Comment on attachment 331763 [details] [diff] [review]
patch, v9

>+    # We have to stop the transaction before committing changes, in case
>+    # something goes wrong with email sending. That's unfortunate!
>     $dbh->bz_commit_transaction();

  There shouldn't even be a transaction here if you're not actually changing the database inside of it. That's inconsistent with the rest of Bugzilla.

  Otherwise this looks fine. Please remove that transaction on checkin.

Comment 27

[Frédéric Buclin]

I did the fix on checkin.

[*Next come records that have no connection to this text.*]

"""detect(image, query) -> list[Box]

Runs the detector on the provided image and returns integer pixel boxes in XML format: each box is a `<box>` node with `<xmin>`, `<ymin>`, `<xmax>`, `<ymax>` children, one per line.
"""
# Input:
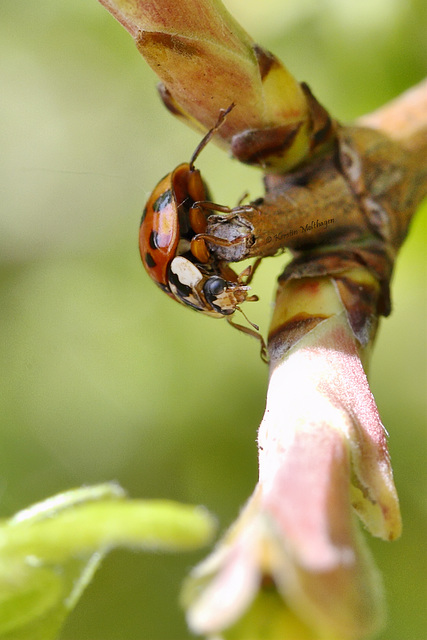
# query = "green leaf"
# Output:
<box><xmin>0</xmin><ymin>483</ymin><xmax>214</xmax><ymax>640</ymax></box>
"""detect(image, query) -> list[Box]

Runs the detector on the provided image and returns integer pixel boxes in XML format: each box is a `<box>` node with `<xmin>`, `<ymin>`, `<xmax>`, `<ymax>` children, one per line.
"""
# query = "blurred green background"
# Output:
<box><xmin>0</xmin><ymin>0</ymin><xmax>427</xmax><ymax>640</ymax></box>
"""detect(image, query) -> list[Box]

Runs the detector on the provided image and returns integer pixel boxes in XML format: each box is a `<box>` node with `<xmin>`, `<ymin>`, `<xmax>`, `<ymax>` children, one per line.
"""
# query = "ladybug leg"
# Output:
<box><xmin>191</xmin><ymin>233</ymin><xmax>248</xmax><ymax>247</ymax></box>
<box><xmin>191</xmin><ymin>200</ymin><xmax>261</xmax><ymax>220</ymax></box>
<box><xmin>237</xmin><ymin>258</ymin><xmax>262</xmax><ymax>284</ymax></box>
<box><xmin>227</xmin><ymin>307</ymin><xmax>269</xmax><ymax>364</ymax></box>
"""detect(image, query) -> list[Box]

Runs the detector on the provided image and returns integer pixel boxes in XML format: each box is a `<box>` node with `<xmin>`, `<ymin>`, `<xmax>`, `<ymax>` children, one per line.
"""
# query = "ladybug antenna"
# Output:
<box><xmin>236</xmin><ymin>308</ymin><xmax>259</xmax><ymax>331</ymax></box>
<box><xmin>190</xmin><ymin>102</ymin><xmax>236</xmax><ymax>171</ymax></box>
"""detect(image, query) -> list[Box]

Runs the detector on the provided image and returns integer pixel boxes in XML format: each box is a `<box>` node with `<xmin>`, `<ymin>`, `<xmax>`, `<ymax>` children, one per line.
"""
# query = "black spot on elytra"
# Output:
<box><xmin>145</xmin><ymin>252</ymin><xmax>157</xmax><ymax>269</ymax></box>
<box><xmin>148</xmin><ymin>229</ymin><xmax>159</xmax><ymax>250</ymax></box>
<box><xmin>139</xmin><ymin>205</ymin><xmax>147</xmax><ymax>226</ymax></box>
<box><xmin>153</xmin><ymin>189</ymin><xmax>173</xmax><ymax>213</ymax></box>
<box><xmin>168</xmin><ymin>269</ymin><xmax>191</xmax><ymax>299</ymax></box>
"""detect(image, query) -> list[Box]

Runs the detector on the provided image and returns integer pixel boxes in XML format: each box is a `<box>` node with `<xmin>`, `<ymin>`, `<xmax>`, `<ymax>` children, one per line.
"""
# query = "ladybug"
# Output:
<box><xmin>139</xmin><ymin>104</ymin><xmax>266</xmax><ymax>359</ymax></box>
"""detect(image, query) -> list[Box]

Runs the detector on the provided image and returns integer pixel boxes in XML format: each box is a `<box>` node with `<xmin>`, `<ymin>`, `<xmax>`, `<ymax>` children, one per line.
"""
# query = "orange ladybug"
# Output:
<box><xmin>139</xmin><ymin>104</ymin><xmax>266</xmax><ymax>359</ymax></box>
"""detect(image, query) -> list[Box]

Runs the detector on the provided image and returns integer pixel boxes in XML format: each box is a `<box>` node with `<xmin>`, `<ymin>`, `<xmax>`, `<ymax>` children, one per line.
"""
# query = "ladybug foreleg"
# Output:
<box><xmin>227</xmin><ymin>307</ymin><xmax>268</xmax><ymax>364</ymax></box>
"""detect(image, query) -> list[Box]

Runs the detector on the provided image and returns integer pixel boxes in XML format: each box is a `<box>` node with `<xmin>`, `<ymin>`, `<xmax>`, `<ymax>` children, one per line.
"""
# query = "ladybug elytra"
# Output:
<box><xmin>139</xmin><ymin>104</ymin><xmax>266</xmax><ymax>359</ymax></box>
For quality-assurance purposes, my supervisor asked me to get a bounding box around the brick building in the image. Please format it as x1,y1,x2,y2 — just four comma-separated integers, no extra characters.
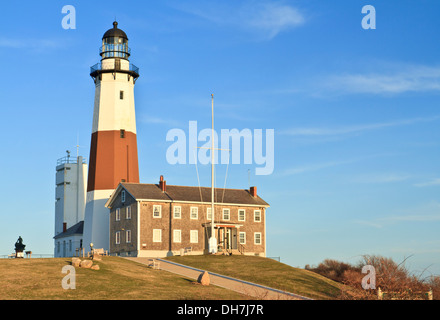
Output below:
106,176,269,257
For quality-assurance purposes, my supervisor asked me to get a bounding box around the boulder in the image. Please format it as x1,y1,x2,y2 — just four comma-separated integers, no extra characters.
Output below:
72,258,81,267
197,271,210,286
79,260,93,268
92,254,102,261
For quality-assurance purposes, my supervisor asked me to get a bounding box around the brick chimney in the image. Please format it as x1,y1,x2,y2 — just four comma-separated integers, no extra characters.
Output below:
159,175,167,192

Thanks for the review. :)

Checking in editproducts.cgi;
/cvsroot/mozilla/webtools/bugzilla/editproducts.cgi,v  <--  editproducts.cgi
new revision: 1.143; previous revision: 1.142
done
Checking in process_bug.cgi;
/cvsroot/mozilla/webtools/bugzilla/process_bug.cgi,v  <--  process_bug.cgi
new revision: 1.413; previous revision: 1.412
done
Checking in Bugzilla/Bug.pm;
/cvsroot/mozilla/webtools/bugzilla/Bugzilla/Bug.pm,v  <--  Bug.pm
new revision: 1.249; previous revision: 1.248
done
Checking in Bugzilla/Constants.pm;
/cvsroot/mozilla/webtools/bugzilla/Bugzilla/Constants.pm,v  <--  Constants.pm
new revision: 1.95; previous revision: 1.94
done
Checking in Bugzilla/Product.pm;
/cvsroot/mozilla/webtools/bugzilla/Bugzilla/Product.pm,v  <--  Product.pm
new revision: 1.27; previous revision: 1.26
done
Checking in Bugzilla/Series.pm;
/cvsroot/mozilla/webtools/bugzilla/Bugzilla/Series.pm,v  <--  Series.pm
new revision: 1.17; previous revision: 1.16
done
Checking in template/en/default/filterexceptions.pl;
/cvsroot/mozilla/webtools/bugzilla/template/en/default/filterexceptions.pl,v  <--  filterexceptions.pl
new revision: 1.114; previous revision: 1.113
done
Checking in template/en/default/admin/products/confirm-delete.html.tmpl;
/cvsroot/mozilla/webtools/bugzilla/template/en/default/admin/products/confirm-delete.html.tmpl,v  <--  confirm-delete.html.tmpl
new revision: 1.10; previous revision: 1.9
done
Checking in template/en/default/admin/products/create.html.tmpl;
/cvsroot/mozilla/webtools/bugzilla/template/en/default/admin/products/create.html.tmpl,v  <--  create.html.tmpl
new revision: 1.6; previous revision: 1.5
done
Checking in template/en/default/admin/products/edit.html.tmpl;
/cvsroot/mozilla/webtools/bugzilla/template/en/default/admin/products/edit.html.tmpl,v  <--  edit.html.tmpl
new revision: 1.13; previous revision: 1.12
done
Checking in template/en/default/admin/products/footer.html.tmpl;
/cvsroot/mozilla/webtools/bugzilla/template/en/default/admin/products/footer.html.tmpl,v  <--  footer.html.tmpl
new revision: 1.12; previous revision: 1.11
done
Checking in template/en/default/admin/products/list.html.tmpl;
/cvsroot/mozilla/webtools/bugzilla/template/en/default/admin/products/list.html.tmpl,v  <--  list.html.tmpl
new revision: 1.6; previous revision: 1.5
done
Checking in template/en/default/admin/products/updated.html.tmpl;
/cvsroot/mozilla/webtools/bugzilla/template/en/default/admin/products/updated.html.tmpl,v  <--  updated.html.tmpl
new revision: 1.8; previous revision: 1.7
done
Checking in template/en/default/global/messages.html.tmpl;
/cvsroot/mozilla/webtools/bugzilla/template/en/default/global/messages.html.tmpl,v  <--  messages.html.tmpl
new revision: 1.74; previous revision: 1.73
done
Checking in template/en/default/global/user-error.html.tmpl;
/cvsroot/mozilla/webtools/bugzilla/template/en/default/global/user-error.html.tmpl,v  <--  user-error.html.tmpl
new revision: 1.253; previous revision: 1.252
done

Comment 28

[Frédéric Buclin]

There is no POD about e.g. create. It's not obvious that the version field is mandatory to create a new product.